4 thoughts on “The First Time Ever I Saw Your Ground: Goodison, ‘my favourite after Roker’”

  1. I think the closest I ever got to Goodison Park would have been the area around Canada / Huskisson Docks – and you certainly can’t see a game from there. I can however recall the odd unmemorable Everton game in London. But one of those London games – a 0-0 draw no less – WAS memorable. It was one of those games when a young relative unknown stood out from the crowd. This time it was 19 year old Alan Whittle playing on the right wing at Highbury against Arsenal in – believe it or not – an evening League Cup 3rd round tie.

    24th September 1969. League Cup 3rd round. Highbury. Gate: 36,102.

    Arsenal: Malcolm Webster, Peter Simpson, Frank McLintock, Peter Storey, Bob McNab, David Court, Jimmy Robertson, Jon Sammels, George Graham, John Radford, George Armstrong.

    Everton: Gordon West, Tommy Wright (sub Roger Kenyon), Brian Labone, John Hurst (always wore #10), Sandy Brown, Colin Harvey, Howard Kendall, Alan Whittle, Alan Ball, Joe Royle, John Morrissey.

    Whittle was very unfortunate in that he always had the tough competition of Jimmy Husband for his position. Whittle turned out to be one of life’s “Nearly men”. He nearly had a great career at Everton; he nearly won England caps; he nearly won this particular game for Everton. With class midfielders Howard Kendall, Alan Ball, and Colin Harvey alongside him he received plenty of the ball and he always had the beating of his immediate opponent Bobby McNab (ex-Huddersfield).

    In the following week, Everton won the replay at Goodison 1-0 with a goal from Howard Kendall. Perhaps significantly Husband played on the right wing and Whittle was not on the team sheet. Arsenal had Pat Rice and Terry Neill back in defence.

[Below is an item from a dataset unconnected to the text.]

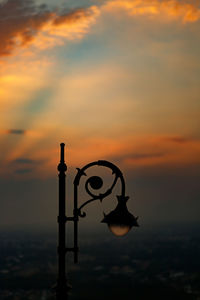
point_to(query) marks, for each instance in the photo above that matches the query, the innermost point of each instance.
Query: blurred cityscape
(159, 263)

    I don’t know why Whittle never quite realised his full potential. Someone else may remember him better than I do. Maybe wasteful of the ball after beating his man. Maybe didn’t work hard enough – after all most of these early team formations – especially 4-3-3 – were simply ways of getting more work out of the wingers. Who knows. Maybe Johnny Morrissey on the other wing was more like what Everton expected of a winger. He certainly had a very different approach to the game.

  2. Enjoyable,nostalgic article
    Always nice to hear outsiders views of our two clubs..
    I remember the season after this, when you were again drawn away to Everton in the League Cup.
    We were 2-0 up( with two goals from the Golden Vision, Alex Young), and Alan Ball missed a penalty.
    Your lads came back to win 3-2
    I ma sure a few of your older supporters will remember that night!
    Cheers

  3. In the Sunderland anthology ‘Black Catalogue’ (2006) Barry Robson writes of working at Wetherell’s and seeing Jim Baxter being carried out in the early hours of Saturday morning yet starring later that day in a 3-1 win over Newcastle in 1966.In the same collection there is also a piece from the Everton fanzine ‘Speke from the Harbour’ making much of the preference for Sunderland over Newcastle as does Paul Daly.

  4. Cracking article Pete,
    Really captures a great era and underlines a really good historical relationship between Sundeland and Everton. As an Everton supporter, I have always preferred Sunderland to Newcastle and can well remember the Roker Roar.